REPUBLIKA.CO.ID, MOSKOW - Wakil Perdana Menteri Libya pada Kamis mengatakan bahwa dirinya berharap penurunan eskalasi atau pertempuran di negaranya setelah kunjungannya ke Rusia.
"Dalam periode beberapa hari mendatang, kita akan melihat penurunan tajam dalam eskalasi militer berkat diplomasi Rusia, yang akan bekerja sama dengan kami untuk mengurangi eskalasi ini," tutur Ahmed Maiteeq dalam sebuah wawancara dengan kantor berita RIA yang dikelola pemerintah Rusia.
Maiteeq mengatakan dirinya mengadakan banyak pertemuan di Moskow, termasuk dengan Menteri Luar Negeri Rusia Sergey Lavrov dan perwakilan dari Kementerian Pertahanan dan badan intelijen.
"Pemerintah Tripoli sekarang yakin bahwa Rusia adalah mitra yang sangat penting untuk membangun stabilitas di Libya," kata dia.
Setelah Maiteeq dan Menteri Luar Negeri Libya Mohamed Siala bertemu Lavrov pada Rabu kemarin, Kementerian Luar Negeri Rusia menyampaikan keinginan Moskow untuk "menghentikan permusuhan secepatnya dan menggelar dialog inklusif dengan partisipasi semua kekuatan politik utama Libya dan gerakan sosial”.
Pada Kamis, tentara Libya mendeklarasikan bahwa pihaknya telah membebaskan ibu kota Tripoli secara keseluruhan, sementara pasukannya terus maju ke kota lain arah tenggara, benteng terakhir panglima perang Khalifa Haftar di Libya barat.
Deklarasi itu datang sehari setelah Tentara Libya berhasil merebut kembali Bandara Tripoli dari milisi Haftar.
Pemerintah Libya melancarkan Operasi Perdamaian Badai pada Maret untuk melawan serangan terhadap ibu kota.

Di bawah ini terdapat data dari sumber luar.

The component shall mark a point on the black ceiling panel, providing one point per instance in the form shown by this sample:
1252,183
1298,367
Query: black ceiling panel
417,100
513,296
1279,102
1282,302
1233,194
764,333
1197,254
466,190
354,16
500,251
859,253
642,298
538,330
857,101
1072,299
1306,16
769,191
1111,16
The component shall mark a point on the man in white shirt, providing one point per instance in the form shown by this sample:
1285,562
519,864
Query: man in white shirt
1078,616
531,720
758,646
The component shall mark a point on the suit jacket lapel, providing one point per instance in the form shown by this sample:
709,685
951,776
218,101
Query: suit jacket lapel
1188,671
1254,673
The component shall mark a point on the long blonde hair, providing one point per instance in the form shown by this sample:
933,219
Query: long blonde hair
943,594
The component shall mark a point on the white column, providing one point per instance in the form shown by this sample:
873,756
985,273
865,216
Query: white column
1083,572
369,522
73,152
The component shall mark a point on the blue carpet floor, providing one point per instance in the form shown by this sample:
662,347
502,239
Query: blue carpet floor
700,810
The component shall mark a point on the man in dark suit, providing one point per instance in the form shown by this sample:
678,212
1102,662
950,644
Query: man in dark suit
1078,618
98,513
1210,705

Baru-baru ini tentara Libya menyelamatkan tempat-tempat strategis, termasuk pangkalan udara Al-Watiya dari pasukan Haftar.
Pemerintah Libya didirikan pada 2015 di bawah perjanjian yang dipimpin PBB. Tetapi upaya penyelesaian politik jangka panjang gagal karena serangan militer oleh pasukan Haftar.